4.7 Simplification of a Force and Couple System
(1) System of Forces and Couple Moments : a system of several forces and couple moments acting on a body can be reduced to an equivalent single resultant force acting at a point O and a resultant couple moments
4.9 Reduction of a Simple Distributed Loading
- A body may be subjected to a loading that is distributed over its surface
(1) Loading along a Single Axis : \(w(x) = p(x) * b [N/m]\)
(2) Magnitude of Resultant Force
- Integration must be used since there is an infinite number of parallel forces $dF =w(x)dx = dA$ acting on the beam.

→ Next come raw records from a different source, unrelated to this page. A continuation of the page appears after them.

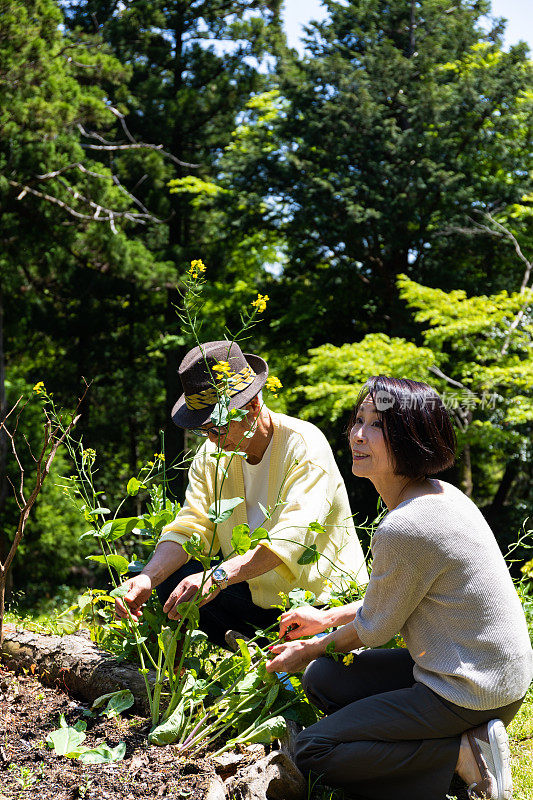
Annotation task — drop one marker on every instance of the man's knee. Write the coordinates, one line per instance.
(312, 752)
(317, 682)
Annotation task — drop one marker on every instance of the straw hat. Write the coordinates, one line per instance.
(247, 376)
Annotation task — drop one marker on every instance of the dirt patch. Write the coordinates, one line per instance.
(29, 711)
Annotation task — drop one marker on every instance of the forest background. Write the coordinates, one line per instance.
(376, 187)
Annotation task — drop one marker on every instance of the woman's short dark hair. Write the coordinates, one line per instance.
(417, 428)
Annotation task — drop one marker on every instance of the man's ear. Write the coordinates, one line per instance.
(254, 405)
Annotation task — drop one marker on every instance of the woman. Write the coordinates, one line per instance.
(401, 721)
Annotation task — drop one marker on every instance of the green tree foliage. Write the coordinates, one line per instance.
(67, 252)
(402, 119)
(474, 356)
(193, 67)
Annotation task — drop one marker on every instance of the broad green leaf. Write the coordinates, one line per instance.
(117, 562)
(120, 591)
(103, 754)
(189, 610)
(65, 739)
(133, 487)
(301, 597)
(250, 683)
(168, 644)
(259, 535)
(220, 511)
(316, 527)
(170, 730)
(120, 527)
(240, 539)
(92, 532)
(310, 555)
(247, 658)
(116, 702)
(271, 696)
(193, 546)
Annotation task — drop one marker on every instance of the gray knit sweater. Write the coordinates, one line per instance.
(439, 579)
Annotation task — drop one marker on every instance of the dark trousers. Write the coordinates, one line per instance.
(386, 736)
(232, 608)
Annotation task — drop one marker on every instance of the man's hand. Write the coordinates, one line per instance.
(303, 621)
(293, 656)
(186, 590)
(139, 591)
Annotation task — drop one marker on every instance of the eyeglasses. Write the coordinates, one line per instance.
(220, 430)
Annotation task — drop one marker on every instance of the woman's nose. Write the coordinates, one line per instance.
(357, 432)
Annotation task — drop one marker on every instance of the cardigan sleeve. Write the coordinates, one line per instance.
(192, 517)
(397, 585)
(303, 499)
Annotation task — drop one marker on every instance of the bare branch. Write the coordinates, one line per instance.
(44, 462)
(101, 214)
(505, 232)
(112, 146)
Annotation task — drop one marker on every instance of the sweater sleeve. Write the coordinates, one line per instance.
(304, 499)
(397, 585)
(192, 517)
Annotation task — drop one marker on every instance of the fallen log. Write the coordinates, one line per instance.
(72, 662)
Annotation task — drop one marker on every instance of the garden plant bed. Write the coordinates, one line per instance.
(29, 711)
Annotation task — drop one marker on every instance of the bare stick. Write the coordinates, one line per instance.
(52, 440)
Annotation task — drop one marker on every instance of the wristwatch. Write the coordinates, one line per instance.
(220, 577)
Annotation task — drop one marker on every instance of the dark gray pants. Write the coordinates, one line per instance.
(386, 736)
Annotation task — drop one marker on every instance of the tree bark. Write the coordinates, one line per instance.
(73, 662)
(466, 471)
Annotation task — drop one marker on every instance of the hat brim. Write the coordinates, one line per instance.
(183, 417)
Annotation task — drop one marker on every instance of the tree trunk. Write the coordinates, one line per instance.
(502, 493)
(466, 471)
(6, 580)
(73, 662)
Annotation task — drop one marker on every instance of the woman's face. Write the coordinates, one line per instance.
(369, 451)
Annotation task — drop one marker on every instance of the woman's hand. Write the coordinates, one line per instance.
(303, 621)
(293, 656)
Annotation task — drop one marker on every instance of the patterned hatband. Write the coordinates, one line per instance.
(230, 385)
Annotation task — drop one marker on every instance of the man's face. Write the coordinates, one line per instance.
(235, 435)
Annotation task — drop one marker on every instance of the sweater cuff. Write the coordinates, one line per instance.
(284, 569)
(174, 536)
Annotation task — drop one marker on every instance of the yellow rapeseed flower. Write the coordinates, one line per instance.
(222, 369)
(196, 268)
(88, 455)
(260, 303)
(273, 384)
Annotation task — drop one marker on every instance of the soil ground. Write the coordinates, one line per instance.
(29, 711)
(29, 770)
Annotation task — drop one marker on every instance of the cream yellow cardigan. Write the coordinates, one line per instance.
(304, 486)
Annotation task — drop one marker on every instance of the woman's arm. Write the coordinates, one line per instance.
(308, 621)
(295, 656)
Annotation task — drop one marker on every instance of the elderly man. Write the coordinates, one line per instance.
(287, 478)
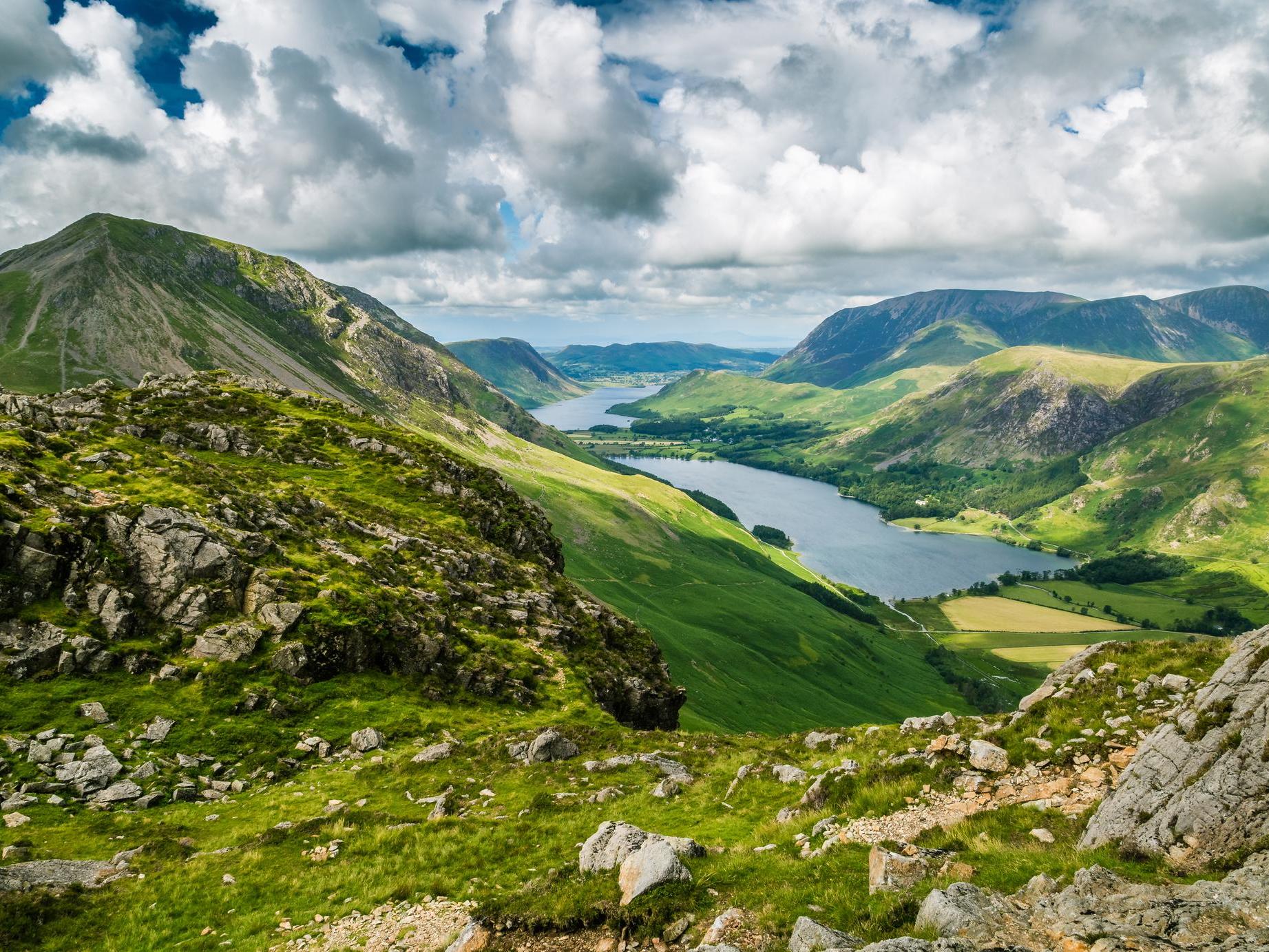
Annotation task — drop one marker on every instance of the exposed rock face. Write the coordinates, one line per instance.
(653, 865)
(1198, 789)
(1201, 916)
(613, 842)
(89, 874)
(549, 745)
(808, 935)
(211, 577)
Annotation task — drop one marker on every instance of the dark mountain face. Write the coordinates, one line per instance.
(854, 338)
(118, 299)
(1219, 324)
(1235, 309)
(517, 370)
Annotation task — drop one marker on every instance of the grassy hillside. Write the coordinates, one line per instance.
(118, 299)
(517, 370)
(859, 343)
(754, 653)
(593, 362)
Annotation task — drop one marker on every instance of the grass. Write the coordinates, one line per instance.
(753, 651)
(516, 852)
(995, 613)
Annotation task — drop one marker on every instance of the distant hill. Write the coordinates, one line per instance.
(589, 361)
(516, 368)
(118, 299)
(858, 344)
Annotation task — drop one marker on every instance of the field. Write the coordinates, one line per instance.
(994, 613)
(754, 653)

The magnitude of dF is determined from the colored differential area dA under the loading curve. \(F_R = \int_L w(x)dx = \int_A dA = A\)
- The magnitude of the resultant force is equal to the area A under the loading diagram.
(3) Location of Resultant Force : the location $\overline{x}$ of the line of action of \(F_R\) can be determined by equating the moments of the force resultant and the parallel force distribution about the axis.
\[\overline{x} F_R = - \int_L xw(x)dx => \overline{x} = \frac{\int_L xw(x)dx}{\int_L w(x)dx} = \frac{\int_A xdA}{\int_A dA}\]
- The resultant force has a line of action which passes through the centroid C (geometric center) of the area under the loading diagram.
- Therefore, the resultant force has a magnitude equal to the volume under the loading curve p = p(x) and a line of action which passes through the centroid(geometric center) of this volume.